The Go model makes it clear that async/await is a design choice, not an inevitable consequence of wanting non-blocking I/O. The choice Rust, Python, and JavaScript made has tradeoffs.

Structured Concurrency: A More Honest Model

One of the less-discussed gaps in most async/await implementations is lifetime management for concurrent tasks. When you asyncio.create_task() or tokio::spawn(), you get a handle to a background task that can outlive the scope that created it. This is flexible, but it means the relationship between a parent task and its children is not enforced by the language.
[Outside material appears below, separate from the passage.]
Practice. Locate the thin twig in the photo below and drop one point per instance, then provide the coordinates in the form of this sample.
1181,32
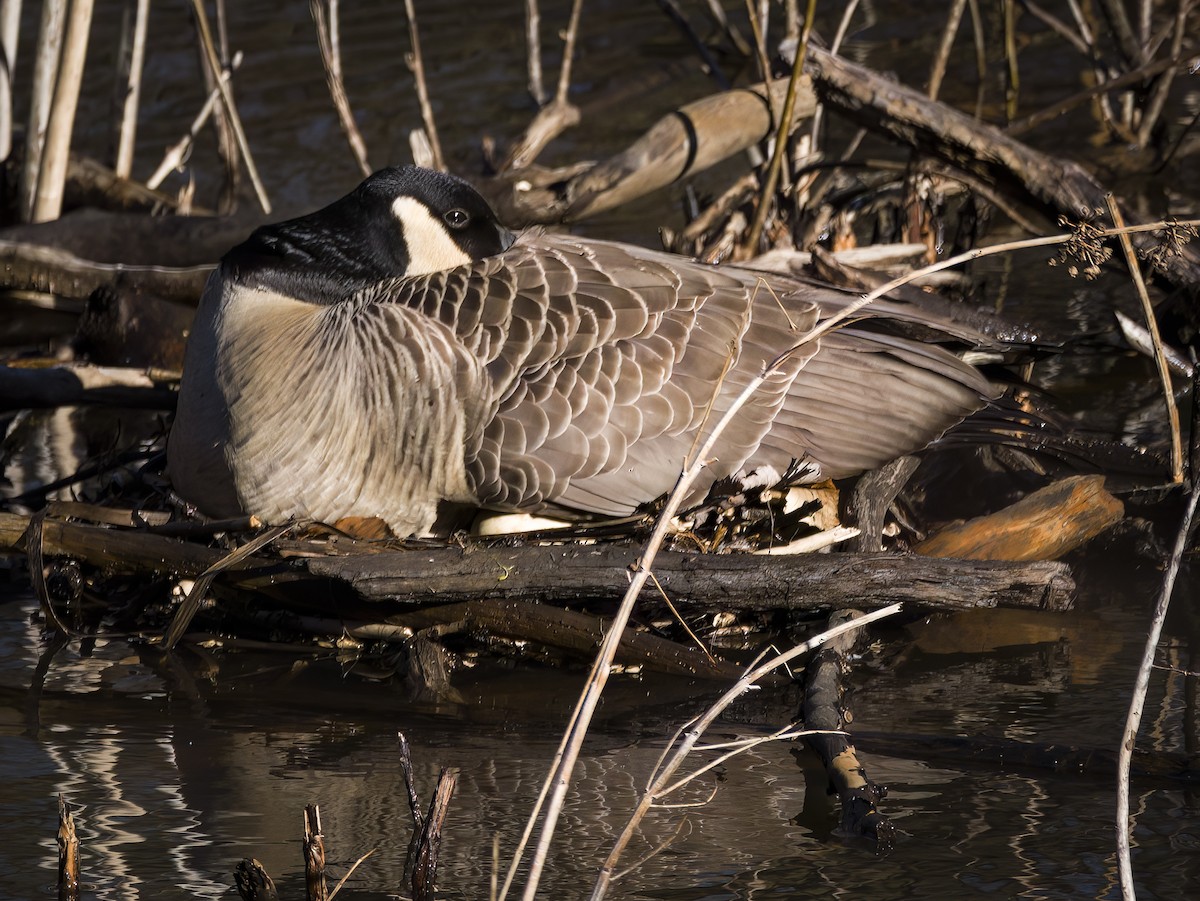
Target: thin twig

Structured concurrency, articulated by Nathaniel J. Smith in 2018, argues that async task spawning has the same problems as goto: it creates nonlocal control flow that is hard to reason about. The alternative is nurseries (in Python’s trio library) or task groups (in Python 3.11’s asyncio.TaskGroup, Rust’s tokio::task::JoinSet, and Swift’s structured concurrency model), where spawned tasks are scoped to a block and the block does not exit until all tasks complete:

async with asyncio.TaskGroup() as tg:
    task1 = tg.create_task(fetch(url1))
    task2 = tg.create_task(fetch(url2))
# Both tasks are guaranteed complete here; exceptions are propagated

This is a significant improvement. Error propagation becomes automatic, cancellation is scoped, and you can no longer accidentally leak background tasks. Python 3.11 shipped TaskGroup as a direct result of trio’s influence. Rust’s JoinSet provides similar guarantees. Swift’s async let and withTaskGroup make structured concurrency central to the language’s async model.
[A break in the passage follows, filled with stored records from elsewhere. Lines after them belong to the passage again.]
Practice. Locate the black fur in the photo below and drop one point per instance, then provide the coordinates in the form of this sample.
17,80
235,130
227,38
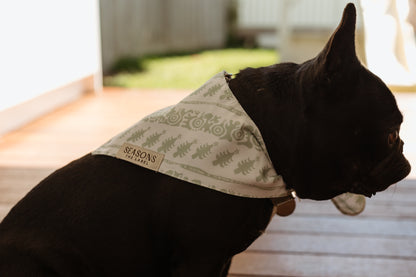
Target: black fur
326,124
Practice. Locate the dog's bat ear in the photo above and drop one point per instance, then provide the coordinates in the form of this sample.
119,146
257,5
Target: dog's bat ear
340,49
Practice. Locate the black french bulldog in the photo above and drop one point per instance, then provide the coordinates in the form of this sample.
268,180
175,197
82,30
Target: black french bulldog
331,124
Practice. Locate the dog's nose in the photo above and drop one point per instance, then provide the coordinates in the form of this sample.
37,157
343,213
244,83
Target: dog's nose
392,138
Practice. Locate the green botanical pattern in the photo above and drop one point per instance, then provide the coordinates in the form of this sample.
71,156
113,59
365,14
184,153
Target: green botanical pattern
224,158
184,148
138,134
153,139
206,139
168,144
245,166
203,151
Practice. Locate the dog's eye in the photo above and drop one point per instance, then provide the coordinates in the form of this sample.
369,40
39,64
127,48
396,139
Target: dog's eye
393,138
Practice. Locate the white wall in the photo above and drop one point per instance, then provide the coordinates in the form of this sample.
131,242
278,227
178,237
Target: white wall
46,45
The fact that structured concurrency had to be retrofitted onto most async ecosystems, and is still not the default in many tutorials, says something about where the ergonomics of original async/await designs left us.

Where Async Actually Earned Its Cost

None of this is an argument against async programming. For I/O-bound workloads handling many concurrent connections, a well-tuned async runtime genuinely outperforms thread-per-request models. Node.js handling tens of thousands of WebSocket connections on modest hardware was a real demonstration, not just marketing. Python’s uvicorn and FastAPI show that Python can serve decent request rates when async is used correctly.

The performance argument holds up specifically when:

Work is I/O-bound and connections are numerous
I/O latencies are high relative to CPU work (network calls, disk, database)
You need to hold open many connections simultaneously without the memory overhead of OS threads

It holds up less well when work is CPU-bound, when the number of concurrent operations is small, or when you need to integrate with blocking libraries. In those cases, threaded models are often simpler and fast enough.

The mental model cost matters too. Async code requires understanding futures, executors, pinning, cancellation, and the coloring constraint. For experienced practitioners this becomes second nature. For teams working across different skill levels, it is a consistent source of subtle bugs.

The Actual Delivery

Async/await delivered readable syntax for I/O-heavy code. That part of the promise is real. What it did not deliver is transparency: the complexity of cooperative scheduling, executor behavior, cancellation semantics, and function coloring did not go away. It moved from the surface syntax into the runtime, the type system, and the mental model.

The most honest framing is that async/await is a good tool for a specific problem, not a universal upgrade to how you write programs. Go’s goroutines are evidence that the tradeoff is not forced. Structured concurrency in trio, Swift, and modern Python is evidence that even within the async model, better primitives are possible.

The abstraction works until you need to understand what is underneath it. At that point, the complexity was always there; it was just waiting.